Deep sequencing, RACE and assembly of viral genome from total yam RNA

An amount of 5 μg of the total RNA was used for cDNA library construction using TruSeq Illumina mRNA library construction kit (Illumina Inc., San Diego, CA). Deep sequencing was performed on an Illumina Solexa GAIIx platform. The CLC Genomics Workbench V6.0.1 software was used for deep sequencing data analysis. Raw reads from the Illumina RNA-Seq were trimmed to remove low quality reads and sequencing adaptor. The clean reads were assembled into contigs using the De novo Assembly algorithm. Contigs were then mapped to the YMMV reference sequence (Genbank accession No. JX470965).

RACE amplification was performed using the SMARTer™ RACE cDNA Amplification Kit (Clontech Laboratories, Inc.). PCRs were carried out on cDNA with Phusion® High-Fidelity PCR Master Mix with HF Buffer (Thermo Fisher Scientific, Inc.). PCR fragments were purified from agarose gels and cloned into pJET1.2/blunt Cloning Vector (Thermo Fisher Scientific, Inc.). Sequences from each isolate were confirmed by analysis of at least three overlapping independent RT-PCR products on an Applied Biosystems 3730XL DNA Sequencer. Overlapped sequences were assembled and analyzed with Vector NTI Advance™ version 10 software (Invitrogen Inc., Carlsbad, CA).

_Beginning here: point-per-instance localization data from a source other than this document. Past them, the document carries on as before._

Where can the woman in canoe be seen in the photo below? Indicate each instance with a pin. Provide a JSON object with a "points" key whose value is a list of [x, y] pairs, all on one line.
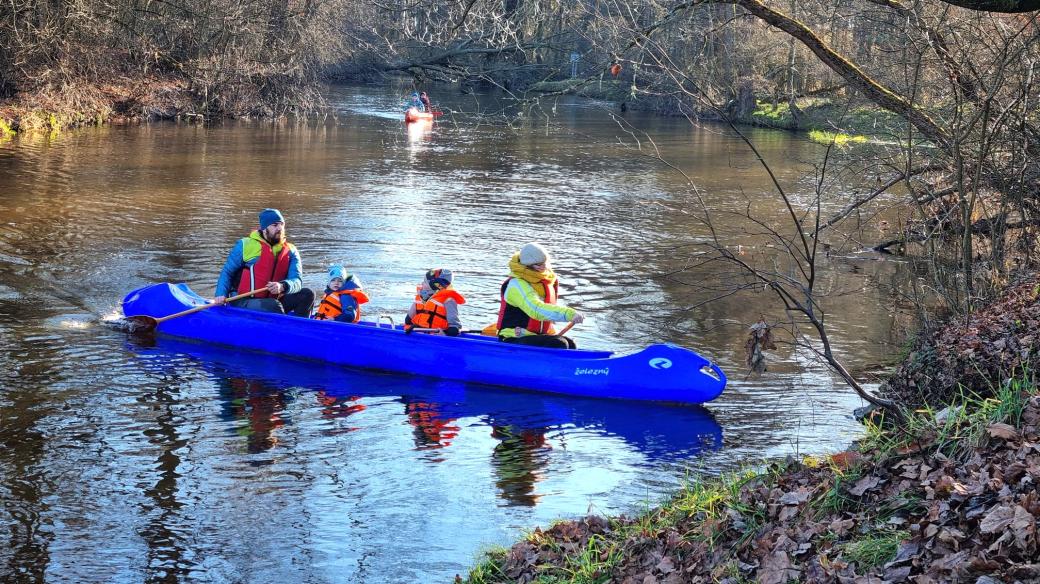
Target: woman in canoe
{"points": [[528, 307]]}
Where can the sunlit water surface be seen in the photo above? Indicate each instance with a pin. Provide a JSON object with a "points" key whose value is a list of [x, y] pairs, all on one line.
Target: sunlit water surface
{"points": [[122, 461]]}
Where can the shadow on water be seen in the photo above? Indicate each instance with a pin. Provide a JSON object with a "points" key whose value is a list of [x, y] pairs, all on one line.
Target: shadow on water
{"points": [[255, 390]]}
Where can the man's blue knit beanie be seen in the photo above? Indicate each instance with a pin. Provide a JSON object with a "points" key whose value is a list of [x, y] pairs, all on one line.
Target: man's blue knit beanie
{"points": [[268, 216]]}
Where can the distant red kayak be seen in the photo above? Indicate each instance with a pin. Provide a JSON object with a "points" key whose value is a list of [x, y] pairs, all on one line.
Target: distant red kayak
{"points": [[414, 114]]}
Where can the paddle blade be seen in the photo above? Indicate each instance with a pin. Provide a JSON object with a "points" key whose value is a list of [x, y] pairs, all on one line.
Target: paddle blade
{"points": [[140, 324]]}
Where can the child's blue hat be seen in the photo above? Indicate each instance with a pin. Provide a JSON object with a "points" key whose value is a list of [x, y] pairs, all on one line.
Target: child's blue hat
{"points": [[338, 271], [268, 216]]}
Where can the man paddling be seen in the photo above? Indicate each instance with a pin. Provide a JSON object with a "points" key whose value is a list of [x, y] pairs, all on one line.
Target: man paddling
{"points": [[265, 259]]}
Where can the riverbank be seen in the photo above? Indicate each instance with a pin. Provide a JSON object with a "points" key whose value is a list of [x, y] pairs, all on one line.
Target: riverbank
{"points": [[947, 495], [823, 118], [118, 100]]}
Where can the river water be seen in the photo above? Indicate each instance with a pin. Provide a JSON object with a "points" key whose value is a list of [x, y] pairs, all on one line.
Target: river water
{"points": [[124, 460]]}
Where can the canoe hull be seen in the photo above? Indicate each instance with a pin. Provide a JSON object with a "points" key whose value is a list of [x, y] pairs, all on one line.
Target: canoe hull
{"points": [[413, 114], [656, 373]]}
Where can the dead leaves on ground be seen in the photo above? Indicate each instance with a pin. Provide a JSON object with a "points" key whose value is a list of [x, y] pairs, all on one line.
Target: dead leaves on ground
{"points": [[946, 521]]}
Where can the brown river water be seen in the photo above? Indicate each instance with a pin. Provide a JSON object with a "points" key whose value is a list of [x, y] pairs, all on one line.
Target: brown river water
{"points": [[131, 461]]}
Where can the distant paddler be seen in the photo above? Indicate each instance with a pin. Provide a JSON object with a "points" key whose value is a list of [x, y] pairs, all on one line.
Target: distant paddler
{"points": [[527, 306], [265, 259]]}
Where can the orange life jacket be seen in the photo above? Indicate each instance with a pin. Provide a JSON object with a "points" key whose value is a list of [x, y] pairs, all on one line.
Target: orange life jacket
{"points": [[510, 316], [266, 268], [332, 304], [431, 313]]}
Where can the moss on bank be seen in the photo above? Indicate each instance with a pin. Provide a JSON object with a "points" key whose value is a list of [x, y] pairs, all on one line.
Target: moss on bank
{"points": [[945, 497]]}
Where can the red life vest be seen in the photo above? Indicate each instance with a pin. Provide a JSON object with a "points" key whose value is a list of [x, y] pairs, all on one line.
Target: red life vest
{"points": [[431, 313], [510, 316], [332, 304], [266, 268]]}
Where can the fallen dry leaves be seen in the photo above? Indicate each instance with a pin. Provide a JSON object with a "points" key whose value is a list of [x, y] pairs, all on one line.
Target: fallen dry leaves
{"points": [[970, 520]]}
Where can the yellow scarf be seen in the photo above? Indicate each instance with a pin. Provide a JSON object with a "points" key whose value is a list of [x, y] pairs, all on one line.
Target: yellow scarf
{"points": [[534, 277]]}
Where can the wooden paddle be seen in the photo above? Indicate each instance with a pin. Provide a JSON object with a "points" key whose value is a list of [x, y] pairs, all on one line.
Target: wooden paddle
{"points": [[470, 330], [566, 328], [145, 323]]}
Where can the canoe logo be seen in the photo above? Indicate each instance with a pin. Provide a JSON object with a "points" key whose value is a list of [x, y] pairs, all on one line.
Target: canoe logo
{"points": [[660, 363]]}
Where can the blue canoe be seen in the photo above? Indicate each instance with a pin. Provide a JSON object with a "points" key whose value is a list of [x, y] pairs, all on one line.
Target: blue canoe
{"points": [[657, 373]]}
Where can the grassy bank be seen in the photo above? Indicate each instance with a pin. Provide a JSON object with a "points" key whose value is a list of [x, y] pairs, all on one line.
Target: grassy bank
{"points": [[947, 496]]}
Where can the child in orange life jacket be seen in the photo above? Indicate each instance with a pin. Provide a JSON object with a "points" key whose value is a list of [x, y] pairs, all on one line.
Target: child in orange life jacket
{"points": [[342, 298], [436, 304]]}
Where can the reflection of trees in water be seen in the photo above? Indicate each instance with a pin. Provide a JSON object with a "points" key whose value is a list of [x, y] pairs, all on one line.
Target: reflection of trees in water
{"points": [[260, 407], [23, 449], [165, 551], [430, 428], [519, 460]]}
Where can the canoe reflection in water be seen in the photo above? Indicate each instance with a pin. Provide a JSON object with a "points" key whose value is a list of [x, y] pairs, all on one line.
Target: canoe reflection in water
{"points": [[258, 408], [258, 389], [520, 460]]}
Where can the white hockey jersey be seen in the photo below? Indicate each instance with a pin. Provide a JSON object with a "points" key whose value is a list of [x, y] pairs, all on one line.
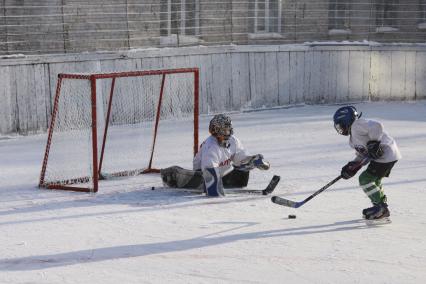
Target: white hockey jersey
{"points": [[364, 130], [212, 155]]}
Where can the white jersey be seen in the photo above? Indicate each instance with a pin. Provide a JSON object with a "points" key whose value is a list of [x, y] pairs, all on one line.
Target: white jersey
{"points": [[212, 155], [363, 130]]}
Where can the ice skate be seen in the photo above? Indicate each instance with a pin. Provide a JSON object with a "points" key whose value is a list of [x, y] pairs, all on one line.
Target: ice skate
{"points": [[377, 214]]}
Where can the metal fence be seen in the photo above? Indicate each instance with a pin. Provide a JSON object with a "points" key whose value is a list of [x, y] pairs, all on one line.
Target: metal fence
{"points": [[68, 26]]}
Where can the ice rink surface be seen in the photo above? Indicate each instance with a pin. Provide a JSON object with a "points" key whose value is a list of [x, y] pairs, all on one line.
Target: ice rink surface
{"points": [[127, 233]]}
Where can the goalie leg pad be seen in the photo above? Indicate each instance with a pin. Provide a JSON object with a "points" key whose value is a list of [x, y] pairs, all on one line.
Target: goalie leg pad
{"points": [[255, 161], [178, 177], [213, 182]]}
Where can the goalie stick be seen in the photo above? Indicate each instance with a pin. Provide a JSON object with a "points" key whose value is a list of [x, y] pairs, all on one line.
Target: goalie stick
{"points": [[268, 189]]}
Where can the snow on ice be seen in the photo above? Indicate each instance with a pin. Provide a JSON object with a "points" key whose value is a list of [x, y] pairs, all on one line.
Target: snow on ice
{"points": [[128, 233]]}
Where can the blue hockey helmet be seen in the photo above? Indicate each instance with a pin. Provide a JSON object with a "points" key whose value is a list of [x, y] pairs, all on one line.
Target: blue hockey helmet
{"points": [[343, 119]]}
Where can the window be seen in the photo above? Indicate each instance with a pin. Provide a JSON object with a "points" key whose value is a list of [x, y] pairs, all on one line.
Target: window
{"points": [[339, 15], [386, 15], [265, 16], [179, 21]]}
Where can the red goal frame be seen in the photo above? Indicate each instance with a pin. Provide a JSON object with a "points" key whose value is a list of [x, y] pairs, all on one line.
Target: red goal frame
{"points": [[97, 161]]}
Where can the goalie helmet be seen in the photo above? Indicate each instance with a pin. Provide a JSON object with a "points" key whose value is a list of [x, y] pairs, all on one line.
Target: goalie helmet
{"points": [[221, 125], [343, 119]]}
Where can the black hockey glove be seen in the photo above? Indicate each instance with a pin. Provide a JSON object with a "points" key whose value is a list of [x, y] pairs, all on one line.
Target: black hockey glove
{"points": [[350, 169], [375, 151]]}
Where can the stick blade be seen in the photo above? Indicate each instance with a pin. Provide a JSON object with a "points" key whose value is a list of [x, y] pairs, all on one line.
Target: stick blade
{"points": [[272, 184], [285, 202]]}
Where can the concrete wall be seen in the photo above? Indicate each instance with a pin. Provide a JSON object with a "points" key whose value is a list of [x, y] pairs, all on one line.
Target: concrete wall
{"points": [[232, 77]]}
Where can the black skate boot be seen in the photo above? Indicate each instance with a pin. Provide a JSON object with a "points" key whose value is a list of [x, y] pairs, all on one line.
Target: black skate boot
{"points": [[378, 211]]}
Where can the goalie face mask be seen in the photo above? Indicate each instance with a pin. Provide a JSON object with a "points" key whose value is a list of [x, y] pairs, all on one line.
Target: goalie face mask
{"points": [[221, 128]]}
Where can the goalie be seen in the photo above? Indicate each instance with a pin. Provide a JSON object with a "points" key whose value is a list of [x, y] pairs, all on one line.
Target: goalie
{"points": [[221, 162]]}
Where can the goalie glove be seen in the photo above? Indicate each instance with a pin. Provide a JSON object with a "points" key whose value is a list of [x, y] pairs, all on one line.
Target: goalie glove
{"points": [[256, 161], [213, 182]]}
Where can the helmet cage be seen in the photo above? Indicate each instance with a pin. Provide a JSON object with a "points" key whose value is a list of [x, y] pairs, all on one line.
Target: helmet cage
{"points": [[221, 126], [343, 119]]}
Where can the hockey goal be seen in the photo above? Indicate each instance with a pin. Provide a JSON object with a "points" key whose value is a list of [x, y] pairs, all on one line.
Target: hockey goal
{"points": [[119, 124]]}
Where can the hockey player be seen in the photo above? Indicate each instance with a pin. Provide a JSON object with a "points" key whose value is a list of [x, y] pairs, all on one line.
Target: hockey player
{"points": [[374, 146], [221, 162]]}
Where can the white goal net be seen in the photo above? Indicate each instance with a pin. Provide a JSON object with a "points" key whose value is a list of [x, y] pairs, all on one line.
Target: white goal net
{"points": [[119, 124]]}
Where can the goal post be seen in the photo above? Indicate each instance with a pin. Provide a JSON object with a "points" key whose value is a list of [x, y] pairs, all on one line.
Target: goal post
{"points": [[108, 125]]}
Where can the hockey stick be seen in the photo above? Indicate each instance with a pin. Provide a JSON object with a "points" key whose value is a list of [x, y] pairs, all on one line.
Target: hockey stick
{"points": [[285, 202], [289, 203], [268, 189]]}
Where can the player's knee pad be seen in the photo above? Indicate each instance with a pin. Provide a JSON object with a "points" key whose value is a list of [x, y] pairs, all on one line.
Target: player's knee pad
{"points": [[365, 178]]}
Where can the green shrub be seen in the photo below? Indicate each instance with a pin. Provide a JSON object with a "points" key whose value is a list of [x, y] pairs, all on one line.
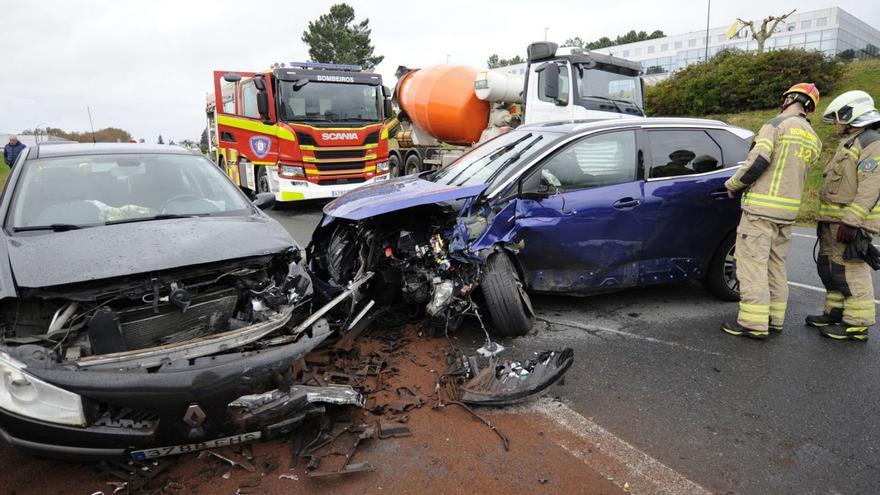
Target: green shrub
{"points": [[738, 81]]}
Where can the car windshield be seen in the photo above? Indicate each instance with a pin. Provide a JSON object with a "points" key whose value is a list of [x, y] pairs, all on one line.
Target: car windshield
{"points": [[89, 190], [494, 159], [607, 84], [318, 101]]}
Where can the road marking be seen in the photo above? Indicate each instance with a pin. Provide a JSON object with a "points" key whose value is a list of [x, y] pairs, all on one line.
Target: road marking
{"points": [[594, 328], [631, 468], [816, 289]]}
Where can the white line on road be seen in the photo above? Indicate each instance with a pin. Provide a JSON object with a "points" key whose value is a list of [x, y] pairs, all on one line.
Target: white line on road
{"points": [[631, 468], [594, 328], [816, 289]]}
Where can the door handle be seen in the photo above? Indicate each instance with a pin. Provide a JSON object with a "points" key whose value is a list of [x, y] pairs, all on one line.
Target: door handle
{"points": [[626, 203]]}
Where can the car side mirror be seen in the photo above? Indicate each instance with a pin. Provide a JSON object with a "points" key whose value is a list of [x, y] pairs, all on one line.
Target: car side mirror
{"points": [[264, 201]]}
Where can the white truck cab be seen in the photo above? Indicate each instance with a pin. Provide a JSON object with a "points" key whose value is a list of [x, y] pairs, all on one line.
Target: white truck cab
{"points": [[572, 84]]}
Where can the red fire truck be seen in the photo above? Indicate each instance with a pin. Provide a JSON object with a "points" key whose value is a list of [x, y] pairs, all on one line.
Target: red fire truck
{"points": [[300, 131]]}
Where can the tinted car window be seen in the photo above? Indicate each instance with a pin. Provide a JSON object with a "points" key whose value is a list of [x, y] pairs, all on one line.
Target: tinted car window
{"points": [[594, 161], [734, 148], [683, 152], [91, 190]]}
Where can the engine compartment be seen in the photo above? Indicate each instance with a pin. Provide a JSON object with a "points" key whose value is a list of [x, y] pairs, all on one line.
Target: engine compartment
{"points": [[80, 323], [419, 271]]}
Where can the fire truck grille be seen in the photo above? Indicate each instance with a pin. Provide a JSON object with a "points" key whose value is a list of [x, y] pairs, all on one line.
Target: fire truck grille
{"points": [[304, 138], [335, 167], [339, 154], [372, 138], [339, 182]]}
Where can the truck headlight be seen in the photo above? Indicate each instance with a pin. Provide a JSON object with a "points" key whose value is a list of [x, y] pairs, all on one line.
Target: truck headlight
{"points": [[26, 395], [291, 171]]}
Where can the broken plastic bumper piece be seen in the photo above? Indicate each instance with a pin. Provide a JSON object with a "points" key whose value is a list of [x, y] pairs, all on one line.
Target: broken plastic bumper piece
{"points": [[501, 383]]}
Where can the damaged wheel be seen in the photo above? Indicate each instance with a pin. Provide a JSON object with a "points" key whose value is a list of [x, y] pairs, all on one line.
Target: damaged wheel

Alignment and phylogenetic analysis

Nucleotide sequences of YMMV isolates were identified by BLAST search against NCBI (http://blast.ncbi.nlm.nih.gov/Blast.cgi) and conserved domain database (CDD) were used for conserved domain identification and structure analysis. DNAstar (DNASTAR, USA) was used to analyze nucleotide and amino acid sequence divergence. Alignment of the nucleotide or amino acid sequences was performed using the Clustal W program (Thompson et al. 1994). Phylogenetic analysis was performed with MEGA6 software using the maximum likelihood method with bootstrap of 1000 times repeat (Tamura et al. 2011), using CP/3′-UTR region (Mumford and Seal 1997) or the whole genome of the virus.

Genome recombination analysis

A collection of isolate genomes was first aligned using Clustal W program, then scanned by Recombination Detection Program version 4 (RDP4) with default settings for the different detection methods and a Bonferroni corrected P value cut-off of 0.05. (Martin et al. 2015). And the detected site with a Bonferroni corrected P values of less than 1.0 × 10− 6 was considered a clear recombination site, otherwise it was considered as a tentative recombination sites (Ohshima et al. 2007).